A fuerza la realidad se impone.
Sin aceptar sus difíciles y riesgosas condiciones, los mexicanos hacemos el día a día en medio de un camino nada silencioso que va del miedo al terror y al pánico colectivo.
Miles de hechos y suposiciones construyen un entorno nada favorable a la búsqueda y encuentro de la felicidad a la que los humanos tendríamos derecho.
No importa la clasificación y calidad del barrio o colonia donde se vive. Todos los espacios urbanos y rurales son atacados permanentemente por efectos de la delincuencia, organizada o no, y la incapacidad gubernamental por contenerlo, por influencias negativas de ls condiciones económicas familiares, por la falta de oportunidades para medio vivir, por los contenidos casi todos negativos en los medios de comunicación, por los abusos o indiferencias de las autoridades que hacen del monopolio legal un instrumento que atenta contra los trabajadores, por el manejo del presupuesto público, alejado de las urgencias de la ciudadanía, por la excesiva vigilancia y riesgo en el cumplimiento de obligaciones tributarias, uff, hay miles de porqués mas.
Los analistas debaten entre clasificar esta circunstancia social como un error de las políticas públicas de seguridad o un defecto de la imposibilidad de construir concordia entre todos los mexicanos, porque siempre habrá un lado más fuerte que otro lo que impone el garrote del ¨big brother ¨ ese modelo de gobierno que siempre vigila, amenaza, reprime ante su propia incapacidad de lograr la colaboración permanente de la ciudadanía.
Explicaciones, científicas o no, honestas o no, las habrá siempre, pero los hechos indican que no se requieren explicaciones, urgen estrategias que abandonen la represión y fomenten la unidad, el acuerdo colectivo y sobre todo, abran espacios para que todos puedan incorporarse a la vida pública sin temor de ninguna clase. Pero eso, por ahora, en nuestro país, es un sueño.
A estos temores sociales, ahora se agrega el de la vigilancia extrema que las autoridades mantienen, para saber lo que cada ciudadano hace o deja de hacer, para saber en que gasta su dinero para asegurar el pago de impuestos, para averiguar sus relaciones políticas o económicas, para saber lo que hablamos por el celular, para conocer nuestro comportamiento en redes sociales. Ya no hay nada privado o secreto en cada ciudadano. Todo está bajo la lupa.
Ante ese panorama, las familias vamos sucumbiendo ante la impotencia de hacer algo que sirva para asegurar la defensa del patrimonio y de la vida. Nos vamos refugiando en nuevos esquemas de riesgo consustanciales al temor: la depresión y sus compañeros de viaje, el suicidio, las adicciones, conductas convulsivas que solo nos llevan a otras adicciones como comer demasiado o al internet.
Ningún candidato ni partido o coalición electoral podrá ignorar esta circunstancia real en la que vivimos los mexicanos. Una sociedad inmersa en el pánico colectivo que trata de entender los esfuerzos de su gobierno pero que reconoce que no son suficientes.
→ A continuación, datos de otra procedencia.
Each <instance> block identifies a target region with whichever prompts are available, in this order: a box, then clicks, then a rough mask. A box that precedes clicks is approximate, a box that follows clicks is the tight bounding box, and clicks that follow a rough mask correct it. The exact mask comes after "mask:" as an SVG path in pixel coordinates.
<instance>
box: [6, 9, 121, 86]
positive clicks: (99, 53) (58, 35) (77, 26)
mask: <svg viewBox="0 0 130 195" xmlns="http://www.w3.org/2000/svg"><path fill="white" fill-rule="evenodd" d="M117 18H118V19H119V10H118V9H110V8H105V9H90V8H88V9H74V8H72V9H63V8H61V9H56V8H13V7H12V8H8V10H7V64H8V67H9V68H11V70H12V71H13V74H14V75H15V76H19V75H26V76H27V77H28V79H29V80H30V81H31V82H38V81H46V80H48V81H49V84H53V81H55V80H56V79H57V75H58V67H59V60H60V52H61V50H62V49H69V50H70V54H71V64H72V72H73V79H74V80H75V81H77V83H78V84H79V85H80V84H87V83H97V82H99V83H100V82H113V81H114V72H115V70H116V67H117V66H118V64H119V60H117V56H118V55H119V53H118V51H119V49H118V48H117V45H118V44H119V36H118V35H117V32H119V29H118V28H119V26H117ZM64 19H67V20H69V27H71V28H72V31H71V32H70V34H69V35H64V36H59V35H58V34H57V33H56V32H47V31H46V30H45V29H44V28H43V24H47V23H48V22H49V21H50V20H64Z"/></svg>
Una comunidad que trata de entender la indiferencia entre las personas, porque no sabe uno junto a quien vive, lo que obliga a aceptar que cada quien debe ver por si solo lo que le pasa, pero ambas no incrementan ni la confianza para vivir todos los días y ganarse el pan, ni la certidumbre de hacerlo para poder vivir mejor.
Y no sería suficiente hablar de una seguridad pública en términos de delitos, es necesario algo mayor que no se resuelve con organizarnos o armarnos contra la delincuencia. Hay otros males mayores que incrementan los miedos cotidianos en la gente. El alto costo de la vida, la imposibilidad de obtener asistencia medica y medicinas, por cierto excesivamente caros, la falta de empleo, el descuido de los hijos por ir a conseguir la comida para ellos mismos, el no los veo ni los oigo en algunas autoridades, todo se consolida en una sola circunstancia de desconfianza, descomposición social e incertidumbre que da miedo a algunos, terror a otros, pánico a todos.